By REBECCA ISENHART
NISKAYUNA — About 20 students from Iroquois Middle School meet each week to build and pilot basic underwater robots through the SeaPerch program, which is sponsored by the U.S. Navy. Less than a quarter of those students are young women.
A 2012 study by the Girl Scouts of America suggests Niskayuna’s SeaPerch group is on par with women who hold positions in Science, Technology, Engineering, and Math (STEM) fields: about 25% of the total workforce.
Jennifer Rizzo, a manager at Knowles Atomic Power Laboratory in Niskayuna and the SeaPerch coordinator for the school district, said her mentors had to introduce her to the STEM fields.

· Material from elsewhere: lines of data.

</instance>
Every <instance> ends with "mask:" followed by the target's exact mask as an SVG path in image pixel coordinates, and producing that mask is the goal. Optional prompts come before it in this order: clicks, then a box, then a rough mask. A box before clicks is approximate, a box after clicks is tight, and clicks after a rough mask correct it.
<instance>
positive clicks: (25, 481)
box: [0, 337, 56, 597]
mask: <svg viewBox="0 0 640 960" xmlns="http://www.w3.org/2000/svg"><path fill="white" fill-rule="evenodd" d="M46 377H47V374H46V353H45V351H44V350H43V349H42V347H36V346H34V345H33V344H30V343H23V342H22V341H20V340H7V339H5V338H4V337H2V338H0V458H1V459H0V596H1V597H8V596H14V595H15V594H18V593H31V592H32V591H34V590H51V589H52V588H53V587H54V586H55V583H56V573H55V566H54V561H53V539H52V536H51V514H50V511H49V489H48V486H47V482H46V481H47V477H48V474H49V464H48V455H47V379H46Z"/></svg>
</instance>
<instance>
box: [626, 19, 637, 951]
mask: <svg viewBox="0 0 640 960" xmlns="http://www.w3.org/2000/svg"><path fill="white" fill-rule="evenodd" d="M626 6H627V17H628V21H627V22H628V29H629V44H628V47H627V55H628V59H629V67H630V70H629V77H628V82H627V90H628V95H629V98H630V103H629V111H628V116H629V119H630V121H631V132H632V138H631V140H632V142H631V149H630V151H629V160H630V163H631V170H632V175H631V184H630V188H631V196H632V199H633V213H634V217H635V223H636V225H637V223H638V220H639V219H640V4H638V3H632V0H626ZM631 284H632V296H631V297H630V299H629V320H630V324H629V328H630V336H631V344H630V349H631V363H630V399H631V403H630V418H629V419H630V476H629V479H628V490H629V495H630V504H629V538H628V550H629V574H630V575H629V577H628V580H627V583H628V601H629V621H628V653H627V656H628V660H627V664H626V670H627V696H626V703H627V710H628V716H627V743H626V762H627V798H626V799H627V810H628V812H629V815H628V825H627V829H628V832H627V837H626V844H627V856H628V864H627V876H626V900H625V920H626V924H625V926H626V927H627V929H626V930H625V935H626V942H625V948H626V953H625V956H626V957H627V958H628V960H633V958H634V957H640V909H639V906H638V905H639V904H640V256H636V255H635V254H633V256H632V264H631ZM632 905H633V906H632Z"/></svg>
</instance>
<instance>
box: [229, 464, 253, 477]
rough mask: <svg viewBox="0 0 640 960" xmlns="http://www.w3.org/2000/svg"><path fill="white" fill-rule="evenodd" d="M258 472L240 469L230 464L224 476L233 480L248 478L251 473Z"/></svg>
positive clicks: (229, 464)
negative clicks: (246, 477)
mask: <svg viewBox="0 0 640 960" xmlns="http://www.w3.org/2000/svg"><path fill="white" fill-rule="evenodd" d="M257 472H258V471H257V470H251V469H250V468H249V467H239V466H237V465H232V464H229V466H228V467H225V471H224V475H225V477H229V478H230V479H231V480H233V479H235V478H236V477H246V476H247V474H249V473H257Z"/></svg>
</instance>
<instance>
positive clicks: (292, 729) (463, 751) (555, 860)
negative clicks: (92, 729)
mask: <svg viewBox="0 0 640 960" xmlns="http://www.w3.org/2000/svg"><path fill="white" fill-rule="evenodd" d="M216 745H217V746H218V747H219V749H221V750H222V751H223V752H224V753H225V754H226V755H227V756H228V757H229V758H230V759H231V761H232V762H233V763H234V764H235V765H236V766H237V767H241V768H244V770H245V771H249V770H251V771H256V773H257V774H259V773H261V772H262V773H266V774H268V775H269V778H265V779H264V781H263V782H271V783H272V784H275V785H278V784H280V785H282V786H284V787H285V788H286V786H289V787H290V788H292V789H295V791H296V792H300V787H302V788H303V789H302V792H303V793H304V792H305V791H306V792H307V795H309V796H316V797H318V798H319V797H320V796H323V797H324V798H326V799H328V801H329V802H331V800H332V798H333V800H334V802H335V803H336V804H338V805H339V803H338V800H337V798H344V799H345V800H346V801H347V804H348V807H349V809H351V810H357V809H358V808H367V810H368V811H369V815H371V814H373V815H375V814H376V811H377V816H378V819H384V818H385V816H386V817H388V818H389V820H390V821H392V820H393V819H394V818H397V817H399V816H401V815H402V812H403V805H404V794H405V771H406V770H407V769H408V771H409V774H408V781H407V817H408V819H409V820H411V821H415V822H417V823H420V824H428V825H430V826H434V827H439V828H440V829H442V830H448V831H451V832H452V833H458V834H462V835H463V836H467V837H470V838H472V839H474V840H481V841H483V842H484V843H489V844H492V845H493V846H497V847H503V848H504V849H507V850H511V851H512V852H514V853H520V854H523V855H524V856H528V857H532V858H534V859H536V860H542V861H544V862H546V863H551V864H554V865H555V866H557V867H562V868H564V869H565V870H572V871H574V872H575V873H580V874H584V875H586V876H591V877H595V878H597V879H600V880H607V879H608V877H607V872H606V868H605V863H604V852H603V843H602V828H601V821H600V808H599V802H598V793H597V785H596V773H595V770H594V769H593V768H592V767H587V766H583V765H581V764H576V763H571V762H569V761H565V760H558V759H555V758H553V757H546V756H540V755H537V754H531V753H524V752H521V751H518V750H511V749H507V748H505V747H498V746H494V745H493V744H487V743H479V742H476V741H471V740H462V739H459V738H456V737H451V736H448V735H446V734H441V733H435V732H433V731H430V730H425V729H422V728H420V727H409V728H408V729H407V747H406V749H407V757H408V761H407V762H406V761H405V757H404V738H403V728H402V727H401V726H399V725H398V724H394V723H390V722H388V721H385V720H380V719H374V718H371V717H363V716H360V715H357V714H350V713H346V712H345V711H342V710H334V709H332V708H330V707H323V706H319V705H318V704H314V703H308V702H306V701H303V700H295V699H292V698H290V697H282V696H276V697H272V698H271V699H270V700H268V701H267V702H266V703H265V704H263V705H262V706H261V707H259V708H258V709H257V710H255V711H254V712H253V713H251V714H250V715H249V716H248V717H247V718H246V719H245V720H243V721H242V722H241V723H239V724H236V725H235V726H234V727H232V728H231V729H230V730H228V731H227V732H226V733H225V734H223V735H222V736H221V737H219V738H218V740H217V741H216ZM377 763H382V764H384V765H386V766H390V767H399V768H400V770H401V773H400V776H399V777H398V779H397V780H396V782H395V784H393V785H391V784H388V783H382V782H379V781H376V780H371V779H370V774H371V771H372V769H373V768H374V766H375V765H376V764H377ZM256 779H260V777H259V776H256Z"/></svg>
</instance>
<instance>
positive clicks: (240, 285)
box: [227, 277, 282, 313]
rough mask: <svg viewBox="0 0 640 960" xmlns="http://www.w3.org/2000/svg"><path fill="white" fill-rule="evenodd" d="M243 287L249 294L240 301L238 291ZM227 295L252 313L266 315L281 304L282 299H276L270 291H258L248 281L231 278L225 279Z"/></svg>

“Growing up, people said, ‘Hey, why don’t you become an engineer,’” she said. “I was like, ‘I don’t even know what that is.’”
SeaPerch, she says, may smooth the process for the girls at Iroquois Middle School. “This is a way to let them see what engineering is all about and figure out whether or not this is something that interests them in the future,” Rizzo said.
It worked for Nada Mohamed, an 8th grade student and one of four girls participating in the SeaPerch program. The program is only open to middle school students, but Mohamed hopes to take technology classes at Niskayuna High School next year.
“I like the fact that I can build something,” said Mohamed.
But the students don’t worry about gender barriers. They just get to work customizing their robots, said Brian Dohn, a mechanical engineer at KAPL and the mentor for the sole team of girls.
“They haven’t made any comments to me about there not being any women in engineering or anything like that,” he said. “I don’t think any of these girls are going to let anything hold them back. They’re gung-ho.”